The grant is led by Suresh Santanam, associate professor in the Department of Biomedical and Chemical Engineering in the L.C. Smith College of Engineering and Computer Science (LCS), deputy executive director of the Syracuse Center of Excellence in Environmental and Energy Systems (SyracuseCoE),and director of the SU-IAC.
"The combination of relevant expertise in the departments of biomedical and chemical engineering and mechanical and aerospace engineering in LCS, the cognate strengths of the SU community, the strategic location of the SU in Central New York state and the continued need from industries in this region for assessing opportunities for energy savings made Syracuse University well positioned to meet the objectives of the DoE," says Santanam
Two entities closely aligned with the college–the SyracuseCoE and the STAR Center for Environmental Quality Systems (EQS-STAR Center)–will help support this initiative. These centers, along with the Building Energy and Environmental Systems Laboratory (BEESL), work closely with the Manufacturers Association of Central New York (MACNY) and the New York State Energy Research & Development Authority (NYSERDA) to identify potential partners for collaboration from among the many industrial, manufacturing and energy-producing companies in the region.
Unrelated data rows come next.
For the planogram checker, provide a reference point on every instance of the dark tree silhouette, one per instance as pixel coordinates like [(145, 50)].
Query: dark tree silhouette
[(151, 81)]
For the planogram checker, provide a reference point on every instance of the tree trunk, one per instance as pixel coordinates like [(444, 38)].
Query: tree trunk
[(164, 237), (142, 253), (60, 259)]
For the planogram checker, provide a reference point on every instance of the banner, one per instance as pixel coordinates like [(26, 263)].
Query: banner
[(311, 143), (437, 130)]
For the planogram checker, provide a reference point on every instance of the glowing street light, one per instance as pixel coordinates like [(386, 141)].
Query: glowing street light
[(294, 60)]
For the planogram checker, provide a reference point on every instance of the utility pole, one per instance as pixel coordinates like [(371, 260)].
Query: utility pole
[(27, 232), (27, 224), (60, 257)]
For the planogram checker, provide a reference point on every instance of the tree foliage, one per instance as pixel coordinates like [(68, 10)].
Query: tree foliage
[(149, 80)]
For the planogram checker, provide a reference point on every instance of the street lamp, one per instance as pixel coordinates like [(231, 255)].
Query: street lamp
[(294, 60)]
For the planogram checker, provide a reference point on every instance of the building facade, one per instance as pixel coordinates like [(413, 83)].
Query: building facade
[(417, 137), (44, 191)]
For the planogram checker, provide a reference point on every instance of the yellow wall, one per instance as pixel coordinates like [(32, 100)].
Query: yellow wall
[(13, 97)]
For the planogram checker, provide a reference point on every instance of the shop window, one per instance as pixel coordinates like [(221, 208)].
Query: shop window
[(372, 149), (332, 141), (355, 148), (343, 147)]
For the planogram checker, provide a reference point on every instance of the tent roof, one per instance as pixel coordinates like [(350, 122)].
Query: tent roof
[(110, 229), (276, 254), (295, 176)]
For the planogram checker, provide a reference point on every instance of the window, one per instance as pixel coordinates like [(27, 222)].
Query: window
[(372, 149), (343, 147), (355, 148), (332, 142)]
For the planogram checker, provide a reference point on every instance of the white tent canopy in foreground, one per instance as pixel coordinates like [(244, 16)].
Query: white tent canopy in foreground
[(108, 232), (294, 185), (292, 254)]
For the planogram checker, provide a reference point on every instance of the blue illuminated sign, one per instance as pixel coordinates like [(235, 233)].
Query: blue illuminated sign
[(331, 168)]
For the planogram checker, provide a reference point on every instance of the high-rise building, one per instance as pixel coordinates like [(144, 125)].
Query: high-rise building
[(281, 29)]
The SU-IAC will conduct energy assessment via data collection and analysis, on-site visits and inspections, and multiple communications with individual client companies. The SU-IAC staff, consisting of teaching and research engineering faculty, graduate assistants and undergraduate interns, will perform the necessary engineering analytical work in support of the energy efficiency ideas generated, and report on those results in formal documents provided to company personnel and management. Energy use improvements will be tracked through implemented recommendations, and estimates of cost savings will be used as a metric of performance.
The SU-IAC, founded 11 years ago, will be staffed with 12 to 18 students and will train and graduate 10 to 15 students from the program annually at various degree levels. Most students will remain with the program from one to three years. It is expected that the SU-IAC will educate and train up to 75 students during the five-year project period. Students at Clarkson University, a partner of SU-IAC and SyracuseCoE, will also participate and receive training under this program.
The SU-IAC will target performing 20 to 25 assessments each fiscal year. These assessments will directly impact the industrial plants annually, as well as create spin-off opportunities that may be instituted at sister plants or other divisions within the same companies. To date, the SU-IAC has engaged with more than 200 client companies. At an annual energy cost savings of $100,000 per facility, these facilities will be expected to save more than $10 million annually. This will translate to improved competitiveness, economic viability and employment stability in the suppressed industrial communities served. SU-IAC will also affect the local and regional trade associations, industrial development agencies, and the state energy office, by way of technology transfer, invited lectures and service work to the industrial community.
"This grant will support Syracuse University's vision of Scholarship in Action by providing training opportunities for students to apply engineering principles to energy challenges faced by industry. This grant further strengthens our commitment to providing education in energy systems and to our focus on furthering research to reduce our dependency on traditional forms of energy," says Laura J. Steinberg, dean of LCS. "Additionally, the SU-IAC will help Syracuse University contribute to creating a more sustainable manufacturing environment in New York state."
"This important new award is sure to strengthen the reputation of Central Upstate New York as a leader in energy-efficient innovations for industry, business, and consumers. This is a great opportunity for companies in our region to reduce their energy costs and also develop new products and services that will be exported to others across the county and around the world," says Ed Bogucz, executive director of SyracuseCoE. "SyracuseCoE congratulates Syracuse and Clarkson Universities for collaborating to develop their winning proposal. We look forward to supporting their efforts to help businesses across the region."
The total value of the project will be $1.75 million, with $1.5 million being funded from the Department of Energy and a partial cost match from LCS.
Other members of the project team are professor Fred Carranti, former director of the SU-IAC, and professor Jensen Zhang–both in LCS's mechanical and aerospace engineering departments–and professor Ken Visser of the SU-IAC satellite center at Clarkson University.